Basic and Parallel Composition
Introduction
Composition is a useful property of differential privacy. It allows us to reason about the overall privacy cost of releasing multiple outputs on the same database. The property is especially applicable for real-world deployments of differentially private mechanisms. Different mechanisms can query the same database (or subsets of it). Each of them can also ask multiple queries.
Note that a mechanism can also take a previous mechanism’s output as its input; the only caveat is that it should take the database as an input too. Otherwise, we would apply the post-processing property of differential privacy and not composition for this mechanism. Composition provides an upper bound on the privacy cost of releasing the outputs to all such queries. In this post, we will explore two kinds of composition: basic and parallel.
Basic Composition
Basic (or sequential) composition applies when the entire database is queried multiple times. Suppose our database \(D\) is simply a list of real numbers. Assume we want to compute some statistics on this database using two differentially private mechanisms \(M_{1}\) and \(M_{2}\). For example, \(M_{1}\) computes the mean of all the numbers in the database, and \(M_{2}\) computes the mode. If \(M_{1}\) is \(\epsilon_{1}\)-differentially private and \(M_{2}\) is \(\epsilon_{2}\)-differentially private, then basic composition tells us releasing both outputs \((M_{1}(D), M_{2}(D))\) will satisfy at most \((\epsilon_{1} + \epsilon_{2})\)-differential privacy. This property can be generalized to \(k\) mechanisms and approximate differential privacy; the resulting \(\epsilon, \delta\) parameters will just be the sums of the \(\epsilon_{i}\)s and \(\delta_{i}\)s of the individual mechanisms.
Parallel Composition
Parallel composition applies when mechanisms query disjoint partitions of the database. Take the same example of a database \(D\) and mechanisms \(M_{1}\) and \(M_{2}\) as before. Suppose \(D\) contains 1000 numbers. Instead of computing statistics on the whole database, we want to release the mean of the first 500 numbers using \(M_{1}\) and the mode of the next 500 using \(M_{2}\). Let us denote these two disjoint partitions of the database using \(X_{1}\) and \(X_{2}\). Parallel composition tells us releasing both outputs \((M_{1}(D \cap X_{1}), M_{2}(D \cap X_{2}))\) will satisfy at most \(\max(\epsilon_{1}, \epsilon_{2})\)-differential privacy.

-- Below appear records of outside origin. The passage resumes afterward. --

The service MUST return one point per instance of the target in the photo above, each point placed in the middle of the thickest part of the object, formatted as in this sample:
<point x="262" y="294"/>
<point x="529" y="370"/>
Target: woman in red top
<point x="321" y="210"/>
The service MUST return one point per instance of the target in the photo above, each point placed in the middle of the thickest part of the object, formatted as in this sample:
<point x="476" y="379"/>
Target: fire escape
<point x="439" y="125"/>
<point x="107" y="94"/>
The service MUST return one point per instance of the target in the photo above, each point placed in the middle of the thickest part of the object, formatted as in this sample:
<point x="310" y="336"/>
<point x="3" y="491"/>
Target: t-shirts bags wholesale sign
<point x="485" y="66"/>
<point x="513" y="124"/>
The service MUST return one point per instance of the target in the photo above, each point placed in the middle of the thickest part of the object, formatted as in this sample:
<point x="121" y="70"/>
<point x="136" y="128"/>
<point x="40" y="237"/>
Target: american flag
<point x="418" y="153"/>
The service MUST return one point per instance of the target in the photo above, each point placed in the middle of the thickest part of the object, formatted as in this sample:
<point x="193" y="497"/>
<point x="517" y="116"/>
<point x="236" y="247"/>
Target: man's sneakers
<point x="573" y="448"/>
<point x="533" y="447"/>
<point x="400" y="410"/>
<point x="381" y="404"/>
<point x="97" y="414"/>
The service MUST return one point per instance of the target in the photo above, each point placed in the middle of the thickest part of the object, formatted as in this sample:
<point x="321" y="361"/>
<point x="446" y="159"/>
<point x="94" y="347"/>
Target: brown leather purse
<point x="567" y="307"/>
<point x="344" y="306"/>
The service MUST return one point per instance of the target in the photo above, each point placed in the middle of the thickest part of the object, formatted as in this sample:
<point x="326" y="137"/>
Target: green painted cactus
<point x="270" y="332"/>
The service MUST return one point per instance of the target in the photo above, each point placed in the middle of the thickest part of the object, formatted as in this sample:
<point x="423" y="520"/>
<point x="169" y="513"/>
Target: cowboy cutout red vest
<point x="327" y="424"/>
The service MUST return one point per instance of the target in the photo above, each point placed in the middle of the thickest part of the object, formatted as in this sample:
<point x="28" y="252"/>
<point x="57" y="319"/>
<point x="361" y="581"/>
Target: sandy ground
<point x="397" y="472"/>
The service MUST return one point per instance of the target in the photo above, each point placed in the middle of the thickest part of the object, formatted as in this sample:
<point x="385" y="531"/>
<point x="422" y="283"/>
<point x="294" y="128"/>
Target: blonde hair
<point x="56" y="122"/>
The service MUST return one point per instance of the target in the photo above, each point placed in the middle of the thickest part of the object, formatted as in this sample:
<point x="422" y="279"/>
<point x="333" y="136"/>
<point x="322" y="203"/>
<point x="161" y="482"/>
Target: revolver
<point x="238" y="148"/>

This property can be generalized to \(k\) mechanisms (each operating on a disjoint partition of the database); the resulting \(\epsilon\) parameter will just be the maximum of the \(\epsilon_{i}\)s of the individual mechanisms.
Choosing Between Basic and Parallel Composition
A neat way to understand when to apply basic or parallel composition is to check how the mechanism outputs will be affected when an individual record is changed in the database. In the example above, changing one number and releasing the mean and mode of all 1000 numbers in the database \(D\) would have changed the outputs of both \(M_{1}\) and \(M_{2}\). This means an individual record “influences” the outputs of two mechanisms, and the privacy cost will add up. Hence, we need to apply basic composition.
However, if we wanted to compute the mean over the first 500 numbers and the mode on the next 500, we can apply parallel composition. To see why, consider, without loss of generality, that a record in the \(X_{1}\) partition of \(D\) was changed. Since we know the two partitions are disjoint, changing one record in \(X_{1}\) will not impact \(X_{2}\). This means only the output of \(M_{1}\) would have been affected and \(M_{2}\) would operate on the same partition as before. An individual record only “influences” the output of the mechanism that accesses the partition it was in. We can safely apply parallel composition in this case.
References
Dwork, C., & Roth, A. (2014). The algorithmic foundations of differential privacy. Foundations and Trends® in Theoretical Computer Science, 9(3–4), 211-407.
McSherry, F. D. (2009, June). Privacy integrated queries: an extensible platform for privacy-preserving data analysis. In Proceedings of the 2009 ACM SIGMOD International Conference on Management of data (pp. 19-30).